Todo periodista que en los últimos 20 años haya pasado por la redacción de un diario mendocino la conoce. Ella, avasallante y glamorosa, subida en sus tacones, con minifalda y llevándose por delante a cualquiera que osara interponerse en su imparable carrera como periodista de policiales: desde un jefe, hasta un abogado, juez, fiscal o policía. Catherina Gibilaro es, fue y será implacable para trabajar. Una sola palabra la define: apasionada. Tanto que trabajó con el mismo entusiasmo y tenacidad desde el primer día hasta el último, antes de jubilarse: el 31 de marzo. Sin embargo, la Cather no se ha ido, ni se irá mientras haya un policial para cubrir. Seguirá pululando en la redacción de su querido Diario UNO. Su historia es un vendaval de anécdotas, tantas que es difícil sintetizarlas.

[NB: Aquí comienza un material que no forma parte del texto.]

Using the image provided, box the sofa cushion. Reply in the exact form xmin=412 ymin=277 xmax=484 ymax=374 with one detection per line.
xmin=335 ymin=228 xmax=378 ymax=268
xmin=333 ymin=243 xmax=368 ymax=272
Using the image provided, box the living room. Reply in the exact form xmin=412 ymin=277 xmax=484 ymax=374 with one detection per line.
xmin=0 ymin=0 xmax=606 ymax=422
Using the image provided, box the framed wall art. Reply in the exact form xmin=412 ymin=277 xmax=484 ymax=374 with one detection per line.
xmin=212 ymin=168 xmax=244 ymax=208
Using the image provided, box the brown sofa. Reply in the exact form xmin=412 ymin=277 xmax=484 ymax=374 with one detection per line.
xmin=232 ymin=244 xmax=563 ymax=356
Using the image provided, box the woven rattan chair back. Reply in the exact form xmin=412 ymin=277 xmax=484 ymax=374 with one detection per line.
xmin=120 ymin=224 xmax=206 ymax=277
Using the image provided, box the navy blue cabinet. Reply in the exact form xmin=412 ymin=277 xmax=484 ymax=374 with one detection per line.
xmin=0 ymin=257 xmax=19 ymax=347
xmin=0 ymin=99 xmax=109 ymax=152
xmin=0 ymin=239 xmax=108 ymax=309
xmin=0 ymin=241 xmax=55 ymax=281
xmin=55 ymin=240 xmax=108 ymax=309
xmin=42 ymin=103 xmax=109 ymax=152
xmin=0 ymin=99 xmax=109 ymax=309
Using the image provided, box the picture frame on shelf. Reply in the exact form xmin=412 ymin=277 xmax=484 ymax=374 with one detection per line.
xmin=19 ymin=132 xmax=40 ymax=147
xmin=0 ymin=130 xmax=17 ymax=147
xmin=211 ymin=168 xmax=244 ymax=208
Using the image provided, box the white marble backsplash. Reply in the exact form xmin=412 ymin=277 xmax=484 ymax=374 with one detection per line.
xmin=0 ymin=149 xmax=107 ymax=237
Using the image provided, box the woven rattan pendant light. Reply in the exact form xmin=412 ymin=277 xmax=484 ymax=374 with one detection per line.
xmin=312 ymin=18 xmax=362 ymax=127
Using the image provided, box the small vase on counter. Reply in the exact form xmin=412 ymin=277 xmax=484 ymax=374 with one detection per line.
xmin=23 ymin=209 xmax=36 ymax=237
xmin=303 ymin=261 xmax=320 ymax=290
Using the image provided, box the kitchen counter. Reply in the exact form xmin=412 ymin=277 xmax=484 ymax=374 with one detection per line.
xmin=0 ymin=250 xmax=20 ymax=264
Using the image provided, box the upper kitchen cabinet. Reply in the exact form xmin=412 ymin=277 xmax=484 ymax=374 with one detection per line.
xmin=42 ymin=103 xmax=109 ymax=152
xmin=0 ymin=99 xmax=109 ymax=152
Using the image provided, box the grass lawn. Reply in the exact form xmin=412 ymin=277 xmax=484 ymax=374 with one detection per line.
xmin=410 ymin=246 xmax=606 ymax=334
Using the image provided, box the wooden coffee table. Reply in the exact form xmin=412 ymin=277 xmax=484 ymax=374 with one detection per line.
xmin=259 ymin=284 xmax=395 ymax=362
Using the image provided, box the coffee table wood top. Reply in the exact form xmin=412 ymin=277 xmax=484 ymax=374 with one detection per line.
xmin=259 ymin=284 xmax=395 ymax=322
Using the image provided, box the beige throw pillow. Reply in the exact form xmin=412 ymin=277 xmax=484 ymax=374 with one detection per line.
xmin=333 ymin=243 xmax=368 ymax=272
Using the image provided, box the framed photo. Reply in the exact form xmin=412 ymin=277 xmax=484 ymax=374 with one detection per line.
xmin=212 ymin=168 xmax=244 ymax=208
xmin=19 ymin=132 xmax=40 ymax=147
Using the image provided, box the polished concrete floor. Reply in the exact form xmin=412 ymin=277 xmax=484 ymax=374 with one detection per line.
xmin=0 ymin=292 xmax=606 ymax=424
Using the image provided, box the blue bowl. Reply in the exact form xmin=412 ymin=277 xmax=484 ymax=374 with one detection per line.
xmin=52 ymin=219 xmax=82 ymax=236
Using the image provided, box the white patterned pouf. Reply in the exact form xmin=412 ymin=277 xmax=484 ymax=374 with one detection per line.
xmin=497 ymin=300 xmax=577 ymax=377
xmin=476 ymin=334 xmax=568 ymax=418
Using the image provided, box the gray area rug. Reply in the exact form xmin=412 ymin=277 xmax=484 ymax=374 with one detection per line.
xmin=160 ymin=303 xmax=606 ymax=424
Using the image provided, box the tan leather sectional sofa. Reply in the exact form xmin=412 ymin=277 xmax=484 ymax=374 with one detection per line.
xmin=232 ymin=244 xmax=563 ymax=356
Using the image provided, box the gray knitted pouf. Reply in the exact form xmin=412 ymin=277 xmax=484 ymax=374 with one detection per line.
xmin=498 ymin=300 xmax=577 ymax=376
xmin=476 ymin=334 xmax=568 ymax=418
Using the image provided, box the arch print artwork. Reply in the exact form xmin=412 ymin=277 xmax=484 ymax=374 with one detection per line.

Aquí algo, una muestra apenas de su frondoso trabajo como la única jefa de Policiales de este diario durante 24 años.-¿Cuándo llegaste a la Argentina desde tu Italia natal?-Vine cuando tenía 10 años. Estudié en Córdoba, en la escuela Ítalo Argentina Leonardo Da Vinci, después estudié en la Escuela de Periodismo El Centro de la República, porque no había facultad de periodismo. Después se creó en Río Cuarto. Dependía del Arzobispado de Córdoba y de los Lores Martínez, que eran los dueños del diario.-¿Tuviste hermanos?-Uno, que falleció; era decano de la Facultad de Ciencias Políticas en Córdoba. Él tenía un hijo que ahora vive conmigo, es como mi hijo. Yo que no tuve hijos. -¿Cómo empezaste a trabajar?-Arranqué trabajando en Télam Córdoba. Terminé siendo jefa de la sucursal, que es la segunda en importancia en el país por el movimiento de noticias. En 1976 había sólo tres mujeres en el país: la de Ushuaia, la de Posadas (Misiones) y yo, en Córdoba. Tenía 29 años. Pasé a ser jefa de la agencia, con 5 personas a cargo. -¿Pero te fuiste a Italia?-Sí, en 1980 me envían a Roma como corresponsal. Ahí me toca cubrir la noticia policial más importante de mi vida: el atentado a Juan Pablo II, el 13 de mayo de 1981. A las 17.19. Eso no me lo puedo olvidar aunque quiera.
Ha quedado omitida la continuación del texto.